Published January 23, 2012
The grant supports the department’s ongoing studies into the fundamental biology and physiology of ocular tissues and the causes of eye diseases such as age-related macular degeneration, retinopathy of prematurity, corneal disease and glaucoma.
A portion of the funds will be used to support the department’s Distinguished Lectures in Vision Science series, which brings some of the world’s most prominent vision scientists to UB to discuss their research.
James D. Reynolds, MD, professor and chair of the department, is the grant’s principal investigator.
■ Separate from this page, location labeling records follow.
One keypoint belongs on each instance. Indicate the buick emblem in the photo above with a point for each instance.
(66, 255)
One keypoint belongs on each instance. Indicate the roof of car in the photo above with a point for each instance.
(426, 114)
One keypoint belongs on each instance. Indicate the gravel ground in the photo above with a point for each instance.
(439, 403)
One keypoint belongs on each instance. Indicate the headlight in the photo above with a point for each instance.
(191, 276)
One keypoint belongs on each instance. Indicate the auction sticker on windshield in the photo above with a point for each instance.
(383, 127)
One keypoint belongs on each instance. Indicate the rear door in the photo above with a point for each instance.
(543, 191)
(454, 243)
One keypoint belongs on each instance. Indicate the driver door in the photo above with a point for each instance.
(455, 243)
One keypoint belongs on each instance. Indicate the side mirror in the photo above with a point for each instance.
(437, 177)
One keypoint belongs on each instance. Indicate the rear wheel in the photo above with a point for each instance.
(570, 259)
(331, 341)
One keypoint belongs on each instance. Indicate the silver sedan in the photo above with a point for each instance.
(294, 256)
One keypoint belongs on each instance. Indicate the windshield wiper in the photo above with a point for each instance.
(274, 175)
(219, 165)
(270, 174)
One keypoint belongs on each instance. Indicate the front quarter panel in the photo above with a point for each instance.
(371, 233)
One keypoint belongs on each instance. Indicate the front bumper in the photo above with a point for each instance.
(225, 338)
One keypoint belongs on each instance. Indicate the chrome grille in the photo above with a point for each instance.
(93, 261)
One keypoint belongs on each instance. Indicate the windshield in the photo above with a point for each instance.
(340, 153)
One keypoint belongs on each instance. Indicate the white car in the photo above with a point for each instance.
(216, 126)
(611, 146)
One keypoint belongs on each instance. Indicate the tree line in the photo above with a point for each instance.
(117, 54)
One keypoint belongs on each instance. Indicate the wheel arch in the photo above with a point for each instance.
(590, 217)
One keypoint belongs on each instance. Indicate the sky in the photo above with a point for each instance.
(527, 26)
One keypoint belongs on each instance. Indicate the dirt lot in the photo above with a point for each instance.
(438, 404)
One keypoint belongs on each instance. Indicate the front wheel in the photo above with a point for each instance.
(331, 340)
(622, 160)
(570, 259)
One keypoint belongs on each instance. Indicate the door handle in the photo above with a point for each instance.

Steven J. Fliesler, PhD, Meyer H. Riwchun Endowed Chair Professor and the department’s vice chair and director of research, will help coordinate investigations that faculty conduct under the grant.
In the past year, UB ophthalmology researchers, supported by RPB funds, have made several key discoveries that advance understanding of eye diseases.
In a study led by Reynolds, they developed a method to distinguish between two causes of congenital abduction deficit—the reduction of the eye’s ability to move outward—in young children.
“Duane syndrome and sixth-cranial-nerve palsy present similar abduction deficits, but we showed they cause different deviations from a straight-ahead, or primary position, gaze,” explains Reynolds.
“By improving physicians’ ability to diagnose these conditions,” he adds, “we are helping doctors provide better care for their young patients.”
Collaborating with colleagues at Vanderbilt University, UB research scientists found a biomarker for Smith-Lemli-Opitiz syndrome (SLOS), a hereditary disorder of cholesterol metabolism that, among other things, results in retinal dysfunction and degeneration.
“We identified several oxysterols derived exclusively from 7-dehydrocholesterol (7DHC), an immediate precursor of cholesterol that is the biochemical hallmark of SLOS,” says Fliesler, a research health scientist at the Buffalo VA Medical Center
“We believe these oxysterols exacerbate the disease, so finding ways to block their formation may lead to novel therapeutic interventions for SLOS and related diseases.”
A research team led by Xiuqian Mu, MD, PhD, characterized molecular interactions among several distinct transcription factors underlying how retinal cells differentiate, especially ganglion cells. The researchers also identified their target genes and roles in retinal ganglion cell formation.
“This work has the potential to provide essential new insights into the causes of hereditary retinal diseases, as well as glaucoma, and to guide the development of new treatments for these diseases,” Fliesler explains.